European Union regulators on Monday began analyzing product-by-product the impact of a Russian ban on EU food imports and agreed emergency measures to support peach and nectarine growers in what they described as a "signal of intent".
European Agriculture Commissioner Dacian Ciolos interrupted the traditional European Commission August break to return to Brussels at the weekend, together with other senior staff, and on Monday they set up a task force.
The aim is to work out alternative markets and to analyze the fallout from Russia's one-year ban on imports of meat, fish, dairy, fruit and vegetables from the United States, the EU, Canada, Australia and Norway.
With some member states piling on the pressure for redress, they could also agree to award compensation from a special 400 million euro ($535 million) fund signed into law at the end of 2013, as part of agricultural reforms. To date, the fund has never been used.
The European Commission decided to support the peach and nectarine sectors by increasing to 10 percent, from 5 percent, the share of production that can be withdrawn from the market and distributed for free. Producers are compensated for such fruit withdrawn from the market.

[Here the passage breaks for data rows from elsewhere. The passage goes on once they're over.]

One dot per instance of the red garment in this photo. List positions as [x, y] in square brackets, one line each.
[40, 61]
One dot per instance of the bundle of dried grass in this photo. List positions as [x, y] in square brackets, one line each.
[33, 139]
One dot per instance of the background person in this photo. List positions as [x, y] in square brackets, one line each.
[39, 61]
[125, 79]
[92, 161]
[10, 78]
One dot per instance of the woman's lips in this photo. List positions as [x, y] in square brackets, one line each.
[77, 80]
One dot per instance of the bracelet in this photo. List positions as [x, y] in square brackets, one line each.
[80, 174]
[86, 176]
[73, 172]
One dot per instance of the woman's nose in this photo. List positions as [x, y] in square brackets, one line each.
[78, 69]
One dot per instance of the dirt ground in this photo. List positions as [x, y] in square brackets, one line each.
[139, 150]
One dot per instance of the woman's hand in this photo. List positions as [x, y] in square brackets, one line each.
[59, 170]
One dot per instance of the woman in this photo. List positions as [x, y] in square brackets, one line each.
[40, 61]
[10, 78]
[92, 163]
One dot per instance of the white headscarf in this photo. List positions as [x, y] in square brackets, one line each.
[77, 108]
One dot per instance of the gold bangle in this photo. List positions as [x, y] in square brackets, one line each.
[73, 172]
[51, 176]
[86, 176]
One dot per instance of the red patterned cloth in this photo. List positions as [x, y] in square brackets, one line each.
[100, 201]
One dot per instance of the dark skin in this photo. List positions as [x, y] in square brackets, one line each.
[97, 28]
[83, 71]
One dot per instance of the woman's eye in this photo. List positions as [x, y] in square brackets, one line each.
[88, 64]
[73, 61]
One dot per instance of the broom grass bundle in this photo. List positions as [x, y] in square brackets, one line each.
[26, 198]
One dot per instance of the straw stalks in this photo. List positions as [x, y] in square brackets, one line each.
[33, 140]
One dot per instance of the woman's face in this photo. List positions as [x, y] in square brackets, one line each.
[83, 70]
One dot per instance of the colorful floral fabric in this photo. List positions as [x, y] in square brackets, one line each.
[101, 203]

In addition, extra funds will be provided for marketing. The Commission did not specify how much money would be paid out, or if it would come from the 400 million euro fund.
"This first measure today is a signal of intent," Ciolos said. "We are monitoring markets closely and I will not hesitate to do likewise to assist other sectors dependent on exports to Russia, should it be necessary," he added.
Agricultural experts from the European Union's 28 member states will meet in Brussels on Thursday to plan a coordinated strategy.
"REARRANGING DECK CHAIRS"
Moscow initially said it would not stoop to a tit-for-tat response, but last week it took aim at Western food imports, a move many analysts say could hurt Russian consumers more than it affects Western exporters.
Analysts said as Russia turned to alternative suppliers in regions such as South America it could drive up prices in those markets and open up new opportunities for the EU and United States - whose prices would become more competitive.
"Yes, some countries might see some short-term impact on demand for their dairy products. But in general, unless Russia is truly thinking of cutting off all imports of food stuffs, then there is still going to be a deck and there are still going to be chairs."
Ciolos has said he is confident the EU farm sector can quickly find new markets for exports to Russia worth around 11 billion euros, roughly 10 percent of all EU agricultural sales.
A separate Russian ban on EU pork announced earlier this year has had relatively little impact, the Commission says, as farmers have found new markets in Asia and helped to fill the gap left by an outbreak of pig disease in the United States.
"These price levels are having an effect on the world market and are of some benefit to European exporters who are able to compensate for the 'Russian void'."
The loss of Russian demand can nevertheless have a very significant impact on the profitability of some producers.
"We've been under embargo for the past six months. We've ended up with 400,000 tonnes of pork on our hands," said Paul Auffray, a pig farmer in Brittany and president of the French pig farmers' group, the FNP.
"In six months we've lost 15-20 (euro) cents on the price of a kilo of carcass," he said.
"Business is continuing as usual for luxury goods, weapons and oil. I get the impression that the food sector is the one paying the price."